Mathematics analytic function

A hypertranscendental function or transcendentally transcendental function is a transcendental analytic function which is not the solution of an algebraic differential equation with coefficients in $\mathbb{Z}$ (the integers) and with algebraic initial conditions.

==History==

The term 'transcendentally transcendental' was introduced by E. H. Moore in 1896; the term 'hypertranscendental' was introduced by D. D. Morduhai-Boltovskoi in 1914.

==Definition==

One standard definition (there are slight variants) defines solutions of differential equations of the form
$F\left(x, y, y', \cdots, y^{(n)} \right) = 0$,
where $F$ is a polynomial with constant coefficients, as algebraically transcendental or differentially algebraic. Transcendental functions which are not algebraically transcendental are transcendentally transcendental. Hölder's theorem shows that the gamma function is in this category.
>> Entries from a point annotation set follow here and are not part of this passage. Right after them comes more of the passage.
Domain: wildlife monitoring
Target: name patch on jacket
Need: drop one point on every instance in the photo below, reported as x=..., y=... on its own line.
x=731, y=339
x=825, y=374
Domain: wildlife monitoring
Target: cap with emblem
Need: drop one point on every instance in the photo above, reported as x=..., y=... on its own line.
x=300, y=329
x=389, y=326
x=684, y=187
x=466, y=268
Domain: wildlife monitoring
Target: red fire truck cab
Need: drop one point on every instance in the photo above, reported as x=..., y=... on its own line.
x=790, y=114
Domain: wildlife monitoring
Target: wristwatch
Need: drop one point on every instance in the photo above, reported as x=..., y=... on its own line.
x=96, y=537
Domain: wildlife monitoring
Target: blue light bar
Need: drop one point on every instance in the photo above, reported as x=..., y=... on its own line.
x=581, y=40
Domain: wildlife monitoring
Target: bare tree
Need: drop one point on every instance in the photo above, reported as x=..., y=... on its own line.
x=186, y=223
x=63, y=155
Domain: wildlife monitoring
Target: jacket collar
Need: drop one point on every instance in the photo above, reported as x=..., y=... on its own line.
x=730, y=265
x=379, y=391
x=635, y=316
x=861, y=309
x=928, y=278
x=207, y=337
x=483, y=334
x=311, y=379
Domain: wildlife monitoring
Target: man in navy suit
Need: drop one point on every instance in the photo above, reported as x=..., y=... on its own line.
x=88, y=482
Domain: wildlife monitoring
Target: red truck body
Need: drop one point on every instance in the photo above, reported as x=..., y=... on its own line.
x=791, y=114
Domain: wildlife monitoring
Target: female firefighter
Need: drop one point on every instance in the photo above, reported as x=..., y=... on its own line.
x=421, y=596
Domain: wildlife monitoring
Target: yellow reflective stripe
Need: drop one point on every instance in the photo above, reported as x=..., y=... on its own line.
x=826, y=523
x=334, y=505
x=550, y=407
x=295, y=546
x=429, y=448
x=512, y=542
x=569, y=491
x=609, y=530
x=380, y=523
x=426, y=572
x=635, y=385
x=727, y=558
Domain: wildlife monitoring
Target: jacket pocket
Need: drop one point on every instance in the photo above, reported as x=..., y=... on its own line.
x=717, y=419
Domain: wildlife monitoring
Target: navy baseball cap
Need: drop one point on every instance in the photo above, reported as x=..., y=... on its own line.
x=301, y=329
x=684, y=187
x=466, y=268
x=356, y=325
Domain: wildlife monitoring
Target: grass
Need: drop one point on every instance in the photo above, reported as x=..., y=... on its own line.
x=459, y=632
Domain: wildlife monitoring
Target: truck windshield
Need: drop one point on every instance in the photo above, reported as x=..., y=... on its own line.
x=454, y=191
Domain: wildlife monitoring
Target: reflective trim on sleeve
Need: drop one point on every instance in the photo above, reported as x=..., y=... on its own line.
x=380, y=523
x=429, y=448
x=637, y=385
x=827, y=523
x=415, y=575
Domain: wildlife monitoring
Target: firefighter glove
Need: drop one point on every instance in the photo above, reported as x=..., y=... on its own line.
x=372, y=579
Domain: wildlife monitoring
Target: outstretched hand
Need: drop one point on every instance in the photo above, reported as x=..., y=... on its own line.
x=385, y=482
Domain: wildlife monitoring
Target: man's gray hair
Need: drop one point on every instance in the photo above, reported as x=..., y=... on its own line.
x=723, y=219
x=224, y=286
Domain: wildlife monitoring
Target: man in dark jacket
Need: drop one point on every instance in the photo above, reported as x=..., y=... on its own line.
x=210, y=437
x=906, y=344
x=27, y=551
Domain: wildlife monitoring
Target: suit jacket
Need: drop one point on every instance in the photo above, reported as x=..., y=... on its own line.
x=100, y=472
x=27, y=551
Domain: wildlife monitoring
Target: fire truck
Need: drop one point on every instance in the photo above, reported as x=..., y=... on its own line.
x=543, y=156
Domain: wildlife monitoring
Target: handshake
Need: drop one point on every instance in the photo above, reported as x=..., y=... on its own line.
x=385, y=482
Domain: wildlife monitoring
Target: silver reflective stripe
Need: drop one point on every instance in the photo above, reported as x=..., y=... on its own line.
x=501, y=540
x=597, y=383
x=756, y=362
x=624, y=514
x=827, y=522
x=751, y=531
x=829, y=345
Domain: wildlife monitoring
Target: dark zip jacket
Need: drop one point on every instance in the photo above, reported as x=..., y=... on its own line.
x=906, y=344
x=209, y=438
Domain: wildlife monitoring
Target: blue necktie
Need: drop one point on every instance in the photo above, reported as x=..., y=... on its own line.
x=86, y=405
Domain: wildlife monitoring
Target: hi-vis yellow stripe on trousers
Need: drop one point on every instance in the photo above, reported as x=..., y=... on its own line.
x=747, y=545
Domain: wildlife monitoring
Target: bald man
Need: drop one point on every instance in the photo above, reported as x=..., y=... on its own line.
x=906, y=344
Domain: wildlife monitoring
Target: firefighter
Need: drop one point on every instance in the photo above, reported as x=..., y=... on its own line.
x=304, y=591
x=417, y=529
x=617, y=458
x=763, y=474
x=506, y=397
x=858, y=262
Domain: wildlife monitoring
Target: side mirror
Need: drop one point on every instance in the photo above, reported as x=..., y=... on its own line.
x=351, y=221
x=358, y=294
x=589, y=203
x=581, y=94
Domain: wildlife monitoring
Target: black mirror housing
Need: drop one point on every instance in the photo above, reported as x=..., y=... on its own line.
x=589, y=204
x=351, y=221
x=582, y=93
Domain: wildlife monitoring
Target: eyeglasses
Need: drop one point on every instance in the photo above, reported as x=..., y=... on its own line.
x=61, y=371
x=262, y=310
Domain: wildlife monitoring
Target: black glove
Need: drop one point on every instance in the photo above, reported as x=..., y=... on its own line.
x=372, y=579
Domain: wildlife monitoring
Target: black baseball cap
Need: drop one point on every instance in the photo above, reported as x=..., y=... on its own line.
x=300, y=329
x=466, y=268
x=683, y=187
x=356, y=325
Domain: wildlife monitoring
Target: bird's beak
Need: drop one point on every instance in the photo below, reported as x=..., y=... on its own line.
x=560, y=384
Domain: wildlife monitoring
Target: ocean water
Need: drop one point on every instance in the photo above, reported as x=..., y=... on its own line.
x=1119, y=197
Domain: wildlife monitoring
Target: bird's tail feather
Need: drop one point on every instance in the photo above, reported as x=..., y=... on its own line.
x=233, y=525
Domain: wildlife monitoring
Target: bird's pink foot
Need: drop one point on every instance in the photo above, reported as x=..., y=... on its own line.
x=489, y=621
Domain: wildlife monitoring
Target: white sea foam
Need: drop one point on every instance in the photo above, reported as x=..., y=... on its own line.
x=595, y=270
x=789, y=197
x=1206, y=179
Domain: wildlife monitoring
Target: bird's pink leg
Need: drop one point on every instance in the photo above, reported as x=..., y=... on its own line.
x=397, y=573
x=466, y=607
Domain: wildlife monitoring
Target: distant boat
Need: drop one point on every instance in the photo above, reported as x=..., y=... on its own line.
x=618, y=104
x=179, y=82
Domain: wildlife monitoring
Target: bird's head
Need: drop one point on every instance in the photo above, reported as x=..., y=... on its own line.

Hypertranscendental functions usually arise as the solutions to functional equations, for example the gamma function.

==Examples==

===Hypertranscendental functions===
- The zeta functions of algebraic number fields, in particular, the Riemann zeta function
- The gamma function (cf. Hölder's theorem)

===Transcendental but not hypertranscendental functions ===
- The exponential function, logarithm, and the trigonometric and hyperbolic functions.
- The generalized hypergeometric functions, including special cases such as Bessel functions (except some special cases which are algebraic).

===Non-transcendental (algebraic) functions===
- All algebraic functions, in particular polynomials.